Salted Caramel Hummingbird Cake (Adapted from SBA)
370g all-purpose flour
1 tsp baking soda
1 & 1/2 tsp ground cinnamon
1/2 tsp allspice
1/4 tsp nutmeg
1/2 tsp salt
2 cups mashed banana (4 ripe bananas)
one 285g can crushed pineapple
3 large eggs
2/3 cup (160ml) vegetable oil
1 cup (200g) brown sugar
3/4 cup (150g) caster sugar
2 tsp vanilla
1.5 cups walnuts, chopped
Salted Caramel Cream Cheese Frosting
750g cream cheese (3 blocks)
3/4 cup salted caramel
2/3 cup maple syrup
For the cakes-
Preheat the oven to 180°C. Grease and line your 3 baking tins. I used three 25cm tins. Set aside.
Whisk the flour, baking soda, cinnamon, allspice, nutmeg and salt together in a large bowl.
Whisk the rest of the cake ingredients in a medium bowl. Pour wet ingredients into dry ingredients and whisk until completely combined. Fold in your walnuts.
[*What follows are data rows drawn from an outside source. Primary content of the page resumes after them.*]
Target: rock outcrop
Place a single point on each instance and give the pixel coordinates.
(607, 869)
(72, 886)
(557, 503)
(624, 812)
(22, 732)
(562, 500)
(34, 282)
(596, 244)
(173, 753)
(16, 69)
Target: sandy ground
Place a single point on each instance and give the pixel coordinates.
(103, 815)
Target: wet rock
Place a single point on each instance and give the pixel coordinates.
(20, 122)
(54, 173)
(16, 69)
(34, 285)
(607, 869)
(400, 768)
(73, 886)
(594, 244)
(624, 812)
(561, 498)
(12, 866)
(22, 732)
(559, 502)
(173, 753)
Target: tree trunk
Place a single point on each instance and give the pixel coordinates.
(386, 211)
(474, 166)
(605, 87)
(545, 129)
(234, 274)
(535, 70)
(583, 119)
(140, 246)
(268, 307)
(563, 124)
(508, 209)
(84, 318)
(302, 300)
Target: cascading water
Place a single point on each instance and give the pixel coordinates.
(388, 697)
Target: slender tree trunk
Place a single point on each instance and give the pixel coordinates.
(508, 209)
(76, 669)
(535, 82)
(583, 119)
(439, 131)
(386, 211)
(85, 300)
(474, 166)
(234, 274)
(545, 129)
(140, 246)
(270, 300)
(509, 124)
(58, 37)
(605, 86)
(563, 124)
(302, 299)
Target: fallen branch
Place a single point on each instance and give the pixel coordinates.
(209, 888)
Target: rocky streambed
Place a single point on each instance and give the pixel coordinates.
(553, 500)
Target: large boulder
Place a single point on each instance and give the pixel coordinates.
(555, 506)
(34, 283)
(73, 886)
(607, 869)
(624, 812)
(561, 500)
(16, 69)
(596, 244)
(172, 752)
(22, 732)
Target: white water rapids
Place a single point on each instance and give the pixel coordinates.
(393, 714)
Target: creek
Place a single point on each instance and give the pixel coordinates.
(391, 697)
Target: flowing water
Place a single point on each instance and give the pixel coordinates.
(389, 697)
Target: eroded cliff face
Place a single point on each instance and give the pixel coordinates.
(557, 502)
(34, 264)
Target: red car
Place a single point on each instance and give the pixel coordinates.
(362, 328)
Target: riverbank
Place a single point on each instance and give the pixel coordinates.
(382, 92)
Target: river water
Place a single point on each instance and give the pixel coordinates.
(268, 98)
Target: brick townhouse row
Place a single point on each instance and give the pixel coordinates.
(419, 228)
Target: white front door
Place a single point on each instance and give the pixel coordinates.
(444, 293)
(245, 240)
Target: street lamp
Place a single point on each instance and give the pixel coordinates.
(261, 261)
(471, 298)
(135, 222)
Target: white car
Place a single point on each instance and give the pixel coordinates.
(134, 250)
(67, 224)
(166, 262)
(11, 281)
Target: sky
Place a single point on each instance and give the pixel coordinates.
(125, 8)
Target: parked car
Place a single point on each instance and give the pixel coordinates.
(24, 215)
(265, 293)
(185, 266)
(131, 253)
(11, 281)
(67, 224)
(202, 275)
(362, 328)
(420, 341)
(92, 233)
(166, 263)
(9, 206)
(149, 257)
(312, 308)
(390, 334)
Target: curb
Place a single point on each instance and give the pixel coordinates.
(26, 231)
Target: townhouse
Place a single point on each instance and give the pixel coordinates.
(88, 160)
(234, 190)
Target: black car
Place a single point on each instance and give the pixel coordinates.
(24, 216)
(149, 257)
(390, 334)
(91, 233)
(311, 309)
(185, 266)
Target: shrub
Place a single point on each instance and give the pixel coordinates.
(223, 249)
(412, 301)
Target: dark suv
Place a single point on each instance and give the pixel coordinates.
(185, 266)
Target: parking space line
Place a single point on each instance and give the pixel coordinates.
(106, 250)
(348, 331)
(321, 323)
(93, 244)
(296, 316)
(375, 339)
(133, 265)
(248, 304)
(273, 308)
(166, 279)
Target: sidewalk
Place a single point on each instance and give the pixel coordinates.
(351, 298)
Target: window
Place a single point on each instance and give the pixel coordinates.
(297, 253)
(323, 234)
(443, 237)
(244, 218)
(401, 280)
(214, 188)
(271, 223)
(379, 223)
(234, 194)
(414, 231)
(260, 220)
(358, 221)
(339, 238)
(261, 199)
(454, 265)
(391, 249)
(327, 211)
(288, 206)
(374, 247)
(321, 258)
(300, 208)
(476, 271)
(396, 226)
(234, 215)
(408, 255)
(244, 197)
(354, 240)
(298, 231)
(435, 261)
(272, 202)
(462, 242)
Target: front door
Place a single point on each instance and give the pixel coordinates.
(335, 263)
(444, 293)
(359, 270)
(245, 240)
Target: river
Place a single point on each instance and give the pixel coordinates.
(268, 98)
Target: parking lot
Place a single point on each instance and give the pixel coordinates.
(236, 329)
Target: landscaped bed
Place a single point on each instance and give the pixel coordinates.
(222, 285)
Evenly divide the batter between your 3 tins. Place in preheated oven and bake for 26-29 minutes or until a skewer inserted in the center comes out clean. Rotate pans halfway through to ensure even baking.
Once cakes are out of the oven allow them to cool in the tin. Once they are cooled you can remove them from the tins and cut the tops off to make it level.
For the frosting-
In a large bowl place your cream cheese and beat until smooth. Add half of your salted caramel and maple syrup. Beat until well combined. The frosting will thin out with the addition of the caramel and maple. Taste, and if required, add more of the salted caramel and maple until you get a slightly sweet and slightly salty frosting. Once the desired taste is reached, cover it with glad wrap and refrigerate until needed.
Once cakes are cool and frosting is made, it's time to put it all together. Place the bottom layer on your cake board/plate and top with some frosting. Smooth out with a spatula before placing the next layer of cake on top. Repeat the process until your 3 layers are stacked. With the remaining frosting cover your cake as you see fit. This would make a really pretty naked cake too! I stuck with the traditional look and covered the entire cake in frosting.
Decorate as you see fit. Flowers did the trick for cake 1, but cake 2 was decorated with walnuts. If you're planning on doing some piping you will need to make more frosting as the amount specified in the recipe it just enough to cover the cake.